The failure-action down command is supported for point-to-point RSVP (including mesh point-to-point and one-hop point-to-point auto-LSPs) and LDP LSPs. This command is configured within the config>router>mpls>lsp>bfd, config>router>mpls>lsp-template>bfd, or config>router>ldp>lsp-bfd contexts. For RSVP LSPs, it is only supported at the LSP level and not at the primary or secondary path levels. When configured, an LSP is made unavailable as a transport if BFD on the LSP goes down.
If BFD is disabled, MPLS installs the LSP as ‟usable” in the TTM. The failure-action configuration is ignored.
If BFD is enabled and no failure-action is configured, MPLS installs the LSP as ‟usable” in the TTM regardless of the BFD session state. BFD generates BFD Up and BFD Down traps.

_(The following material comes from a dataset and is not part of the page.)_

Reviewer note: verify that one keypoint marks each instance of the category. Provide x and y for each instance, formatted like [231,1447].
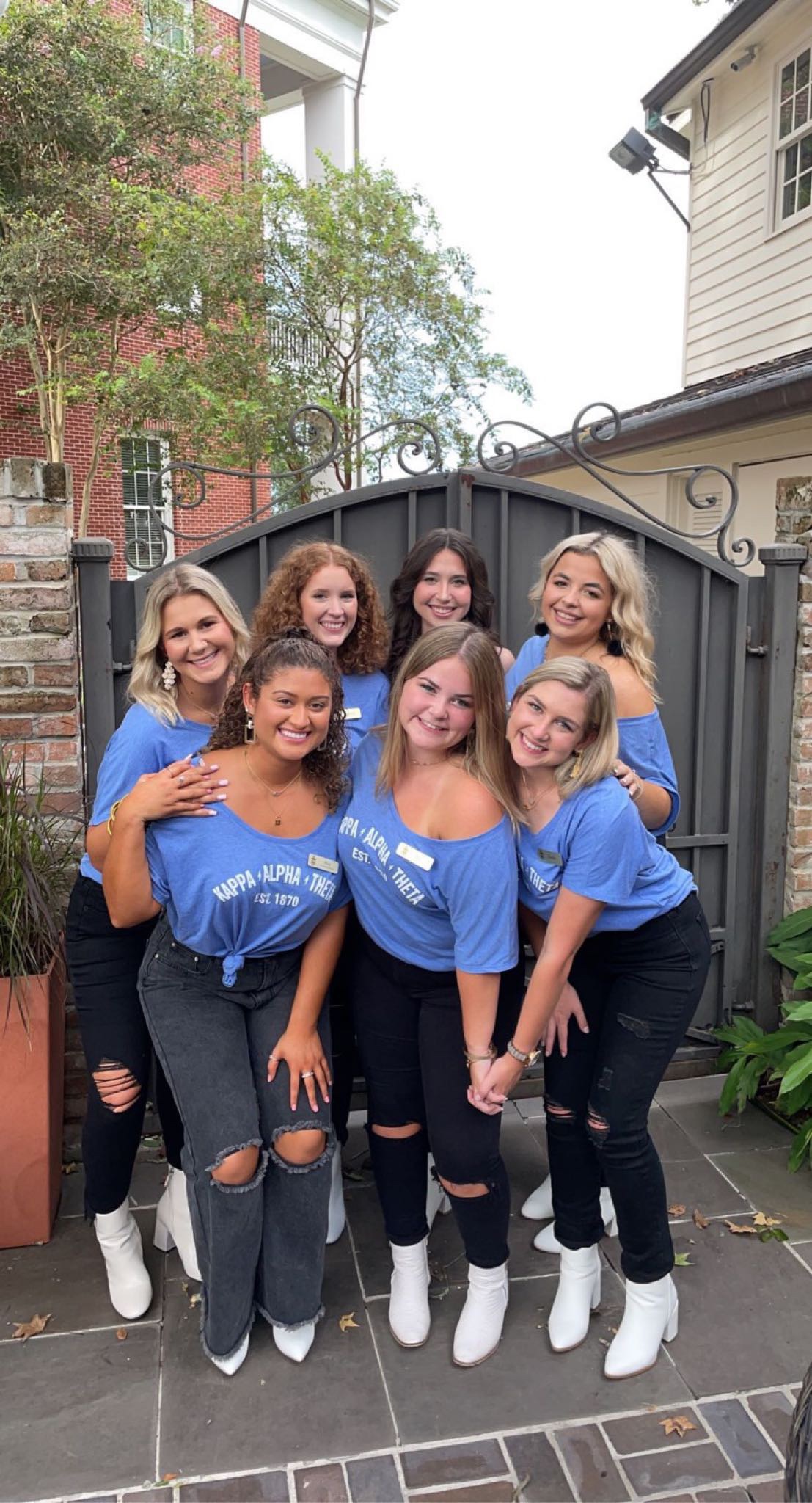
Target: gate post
[92,564]
[783,564]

If BFD is enabled and failure-action down is configured:
BFD traps are still generated when the BFD state machine transitions.
If the BFD session is up for the active path of the LSP, the LSP is installed as ‟usable” in the TTM. If the BFD session is down for the active path, the LSP is installed as ‟not-usable” in the TTM.
When an LSP is first activated using the no shutdown command, and its LSP BFD session first starts to come up, the LSP is installed as ‟not-usable” in the TTM to any user until the BFD session transitions to the up state, despite the FEC for the corresponding LSP being installed by the TTM. Users include all protocols, including those in RTM. A tunnel that is marked as down in the TTM is not available to RTM, and all routes using it are withdrawn. SDP auto-bind does not make use of an LSP until it is installed as ‟usable”.
If the BFD session is up on the active path and the LSP is installed as ‟usable” in the TTM, and if the LSP switches from its current active path to a new path, the system triggers a new BFD bootstrap using LSP ping for the new path, and waits for a maximum of 10 s for the BFD session to come up on the new path before switching traffic to it. If the BFD session does not come up on the new path after 10 s, the system switches to the new path anyway and install the LSP as ‟not-usable” in the TTM. This is the only scenario where a switch of the active path can be delayed because of the BFD transition state.
If the BFD session is down on the active path and the LSP was already installed as ‟not-usable” in the TTM, then the system immediately switches to the new path without waiting for BFD to become operationally up.
If BFD is disabled, MPLS installs the LSP as ‟usable” in the TTM. The failure-action configuration is ignored. LSP ping and LSP trace are still able to test an LSP when BFD is disabled.
BFD session state is never used to trigger a switch of the active path when failure-action down is configured.